L’or va-t-il baisser ou se maintenir à un niveau élevé ?

Actuellement, on pourrait s’attendre à ce que le cours de l’or baisse. Cependant, il continue de résister. Mais jusqu’à quand ?

Avec l’apaisement de l’inflation, l’éloignement du risque de forte hausse des taux d’intérêt, les fluctuations des tensions géopolitiques et la reprise des cryptomonnaies, on pourrait s’attendre à ce que le cours de l’or baisse. Cependant, l’or continue de résister. Mais jusqu’à quand ?
 

 

Historiquement, l’or a toujours été considéré comme un indicateur de l’état de santé du monde. Quand les choses se compliquent, son prix augmente. Quand la situation s’améliore, il diminue. Ces derniers mois, les raisons de se tourner vers cet actif refuge n’ont pas manqué : la guerre en Ukraine, les menaces pesant sur Taïwan, l’inflation, les faillites bancaires, les négociations sur la dette américaine, etc. L’once d’or s’est même installée durablement au-dessus de la barre des 1 900 dollars et a souvent dépassé les 2 000 dollars à la Bourse de Londres.
 

Pour les investisseurs, l’or représente une « protection » contre l’inflation et la dévaluation des monnaies, car il réagit théoriquement de manière inverse aux taux d’intérêt réels, c’est-à-dire les taux d’intérêt ajustés en fonction de l’inflation. Lorsque les taux directeurs augmentent, le prix de l’or a tendance à baisser, car les obligations d’État deviennent plus attractives. En revanche, lorsque les taux baissent, l’écart entre les actifs financiers et l’or se réduit.
 

Paul Jackson, responsable mondial de la recherche pour l’allocation d’actifs chez Invesco, s’étonne de la résistance de l’or en début d’année 2022, alors que les rendements réels et le dollar augmentaient.
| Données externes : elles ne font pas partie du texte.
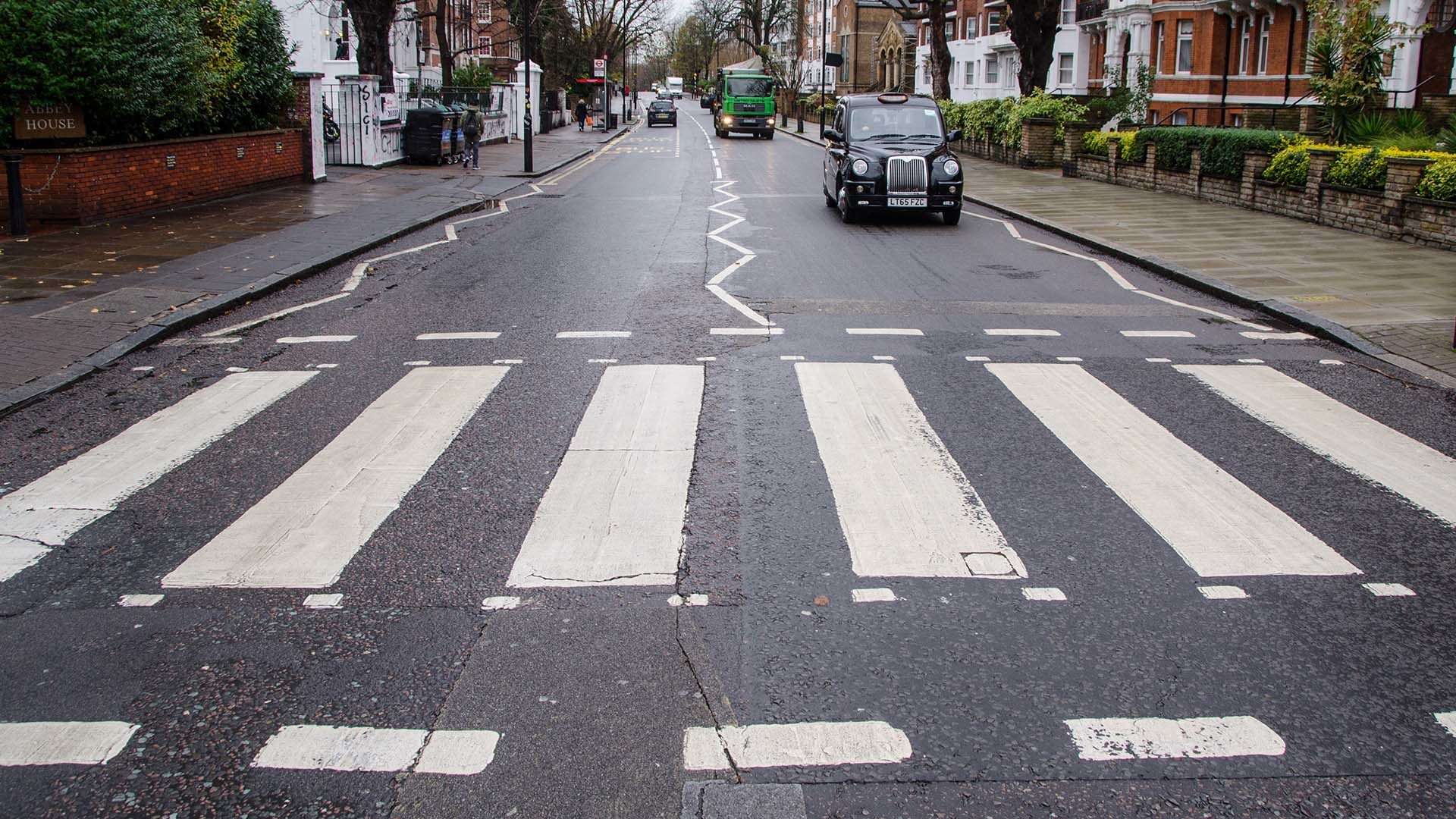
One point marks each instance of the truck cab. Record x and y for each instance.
(743, 104)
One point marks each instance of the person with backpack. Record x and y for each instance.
(471, 127)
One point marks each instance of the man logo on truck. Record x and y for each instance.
(745, 104)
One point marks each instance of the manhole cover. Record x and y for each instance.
(126, 305)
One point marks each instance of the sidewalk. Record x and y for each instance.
(1395, 297)
(74, 299)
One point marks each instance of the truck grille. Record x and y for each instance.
(906, 175)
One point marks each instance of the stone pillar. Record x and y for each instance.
(1254, 165)
(1401, 177)
(366, 114)
(1320, 161)
(1037, 142)
(308, 111)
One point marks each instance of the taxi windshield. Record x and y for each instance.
(893, 121)
(750, 86)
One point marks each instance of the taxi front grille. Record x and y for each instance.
(906, 175)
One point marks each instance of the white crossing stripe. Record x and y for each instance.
(613, 513)
(63, 744)
(306, 531)
(903, 502)
(1362, 445)
(794, 744)
(1156, 738)
(337, 748)
(49, 510)
(1218, 525)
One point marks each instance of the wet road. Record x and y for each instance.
(658, 491)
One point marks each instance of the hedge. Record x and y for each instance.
(1439, 181)
(1220, 149)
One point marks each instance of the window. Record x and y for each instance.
(1158, 49)
(1184, 47)
(1244, 47)
(1264, 44)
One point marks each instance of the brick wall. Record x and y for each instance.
(104, 183)
(1394, 213)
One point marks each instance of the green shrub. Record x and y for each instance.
(1222, 149)
(1439, 181)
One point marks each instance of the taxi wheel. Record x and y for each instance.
(846, 213)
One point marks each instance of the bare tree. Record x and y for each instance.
(1034, 30)
(934, 15)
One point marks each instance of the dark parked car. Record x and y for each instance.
(661, 112)
(890, 152)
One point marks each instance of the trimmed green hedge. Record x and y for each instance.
(1222, 149)
(1439, 181)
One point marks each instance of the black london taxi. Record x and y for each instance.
(661, 111)
(890, 152)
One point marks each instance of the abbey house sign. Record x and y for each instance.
(50, 121)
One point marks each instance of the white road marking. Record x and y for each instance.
(1223, 592)
(1190, 738)
(261, 319)
(356, 278)
(1218, 525)
(1356, 442)
(335, 748)
(306, 531)
(49, 510)
(873, 595)
(63, 744)
(1046, 594)
(1448, 720)
(315, 338)
(1279, 335)
(746, 331)
(455, 335)
(613, 513)
(903, 502)
(794, 744)
(139, 601)
(595, 334)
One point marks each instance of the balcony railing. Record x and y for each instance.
(1091, 9)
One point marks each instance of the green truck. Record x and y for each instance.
(743, 104)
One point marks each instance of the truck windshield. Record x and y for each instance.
(750, 86)
(893, 121)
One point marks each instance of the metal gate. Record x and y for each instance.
(346, 114)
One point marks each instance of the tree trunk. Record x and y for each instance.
(940, 53)
(1034, 30)
(372, 24)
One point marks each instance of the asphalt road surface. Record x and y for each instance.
(660, 493)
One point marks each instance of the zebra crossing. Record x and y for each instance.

Il identifie trois raisons à cette résistance. Tout d’abord, la poursuite de l’augmentation de l’inflation. Ensuite, les banques centrales ont acheté des quantités records d’or en 2022 pour se protéger des risques géopolitiques. 

 

Par exemple, la banque centrale de Singapour a annoncé l’acquisition de 7 tonnes supplémentaires en février, après avoir déjà acheté près de 45 tonnes en janvier. La Chine continue également ses achats, portant ses réserves à 2068 tonnes avec 18 tonnes supplémentaires en mars. Sur une période de 12 mois, la Chine est devenue le plus gros acheteur institutionnel d’or, avec près de 120 tonnes ajoutées à ses stocks, soit près de 7,5 milliards de dollars. Enfin, la République tchèque a acquis 2 tonnes en mars.
 

Et cette tendance devrait se maintenir. Selon UBS, au rythme actuel des achats des banques centrales, les réserves d’or pourraient dépasser les 750 tonnes en 2023, ce qui constituerait la deuxième année record après 2022. Une étude annuelle réalisée par HSBC auprès de 83 banques centrales, représentant plus de 7000 milliards de dollars d’actifs, révèle que plus des deux tiers d’entre elles prévoient une augmentation de leurs réserves d’or. Parmi leurs principales préoccupations, 40% citent le risque géopolitique et l’inflation.
 

De plus, Invesco souligne que l’effondrement des cryptomonnaies a peut-être temporairement éliminé un concurrent en tant que réserve de valeur. Il convient également de noter que l’instabilité actuelle des marchés financiers a généré une forte demande pour l’or, notamment de la part de l’industrie de la joaillerie et des produits de luxe, qui représentent plus de la moitié de la demande mondiale d’or en Chine, en Inde et aux États-Unis. De plus, les applications industrielles ont un fort besoin d’or, représentant 12% de la demande mondiale. 

 

Cependant, cette demande soutenue n’est pas compensée par la hausse de la production d’or en Russie (+9% au 1er trimestre 2023) et en Chine (+7%), qui peine à retrouver ses niveaux d’avant la pandémie de COVID-19.
 

Cependant, de nombreux analystes estiment que l’inflation diminue, les tensions géopolitiques fluctuent et les cryptomonnaies ont rebondi. Par ailleurs, l’or est considéré comme cher par rapport aux normes depuis 1870, ce qui rend difficile d’imaginer qu’il puisse continuer à augmenter à long terme, selon Paul Jackson de Invesco. Il ne voit qu’un seul moteur de hausse possible pour l’or : la possibilité d’un retour à une forme d’étalon-or. Selon ses calculs, si les réserves d’or américaines devaient garantir les liquidités en circulation aux États-Unis, l’or devrait être évalué à plus de 8 800 dollars l’once.